Pronunciation of ‘an hundred’ [duplicate]
"An Herculean task" is acceptable because "Herculean" can be accented on the second syllable, and there are a number of speakers that drop the /h/ and use "an" for words that begin with an /h/ and are not stressed on the first syllable. (I live in New England, and there are quite a few people who do that here. I believe it's a lot less common in other regions of the US.)

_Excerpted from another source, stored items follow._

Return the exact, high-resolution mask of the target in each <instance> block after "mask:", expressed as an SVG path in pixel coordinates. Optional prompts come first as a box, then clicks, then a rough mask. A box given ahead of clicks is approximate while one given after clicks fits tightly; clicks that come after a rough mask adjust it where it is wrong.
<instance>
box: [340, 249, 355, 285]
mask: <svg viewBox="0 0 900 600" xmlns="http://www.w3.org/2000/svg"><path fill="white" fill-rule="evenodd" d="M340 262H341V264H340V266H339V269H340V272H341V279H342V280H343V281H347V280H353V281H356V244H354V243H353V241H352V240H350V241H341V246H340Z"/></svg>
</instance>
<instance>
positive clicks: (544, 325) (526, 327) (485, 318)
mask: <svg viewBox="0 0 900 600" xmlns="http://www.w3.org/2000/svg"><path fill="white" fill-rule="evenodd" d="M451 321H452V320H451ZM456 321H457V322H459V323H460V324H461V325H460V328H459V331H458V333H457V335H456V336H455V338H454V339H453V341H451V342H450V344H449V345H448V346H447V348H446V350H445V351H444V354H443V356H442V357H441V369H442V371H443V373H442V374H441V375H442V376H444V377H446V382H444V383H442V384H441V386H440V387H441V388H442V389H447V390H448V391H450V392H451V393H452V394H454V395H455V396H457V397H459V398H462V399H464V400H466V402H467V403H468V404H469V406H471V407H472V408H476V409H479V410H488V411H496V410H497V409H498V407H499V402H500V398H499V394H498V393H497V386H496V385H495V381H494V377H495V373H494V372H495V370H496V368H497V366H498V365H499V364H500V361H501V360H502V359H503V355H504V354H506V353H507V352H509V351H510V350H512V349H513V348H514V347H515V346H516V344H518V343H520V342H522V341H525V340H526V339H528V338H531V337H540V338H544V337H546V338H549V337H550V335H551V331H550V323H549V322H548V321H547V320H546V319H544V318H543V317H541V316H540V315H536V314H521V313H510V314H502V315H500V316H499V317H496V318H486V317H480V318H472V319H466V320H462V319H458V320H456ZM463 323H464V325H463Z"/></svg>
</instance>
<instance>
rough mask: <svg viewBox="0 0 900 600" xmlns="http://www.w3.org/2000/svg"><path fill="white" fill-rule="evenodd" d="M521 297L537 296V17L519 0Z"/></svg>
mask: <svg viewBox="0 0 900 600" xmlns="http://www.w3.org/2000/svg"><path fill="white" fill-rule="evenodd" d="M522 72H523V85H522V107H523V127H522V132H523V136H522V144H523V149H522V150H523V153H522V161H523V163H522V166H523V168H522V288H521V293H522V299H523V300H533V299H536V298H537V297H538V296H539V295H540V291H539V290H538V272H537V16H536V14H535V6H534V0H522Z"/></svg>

I have no idea why "an hundred" was used, or how it should be pronounced. It used to be quite common, but it's fallen completely out of use today. However, in the last two or three centuries, it certainly has not been true that all words starting with /h/ got "an"; it has been "a horse" for the last three hundred years, while an hundred was quite common in 1800. (See Google Ngrams and consider Shakespeare's "my kingdom for a horse".)
Because there are several searchable versions of Shakespeare's works online, we can look at the words Shakespeare used "an" with. He always used an with
Hebrew, heir, heretic, honest, honour, hour, humble, hypocrite.
I believe we can conclude that he pronounced these without an "h" (even though there is only one instance of an Hebrew and an hypocrite).
He used "an" once each with
happy, hand, hasty, heroical, household,
and for all of these, there were several usages with "a" (at least if you count other forms, like haste, hero, house). So I assume these were generally pronounced with an /h/, and the forms like an household are exceptions for some reason.
For hundred, "an hundred" appears nine times, and "a hundred" thirty-one. So something different seems to be going on with "an hundred". You can tell from the scansion that Shakespeare pronounced hundred with the accent on the first syllable. So why "an hundred"? I don't know.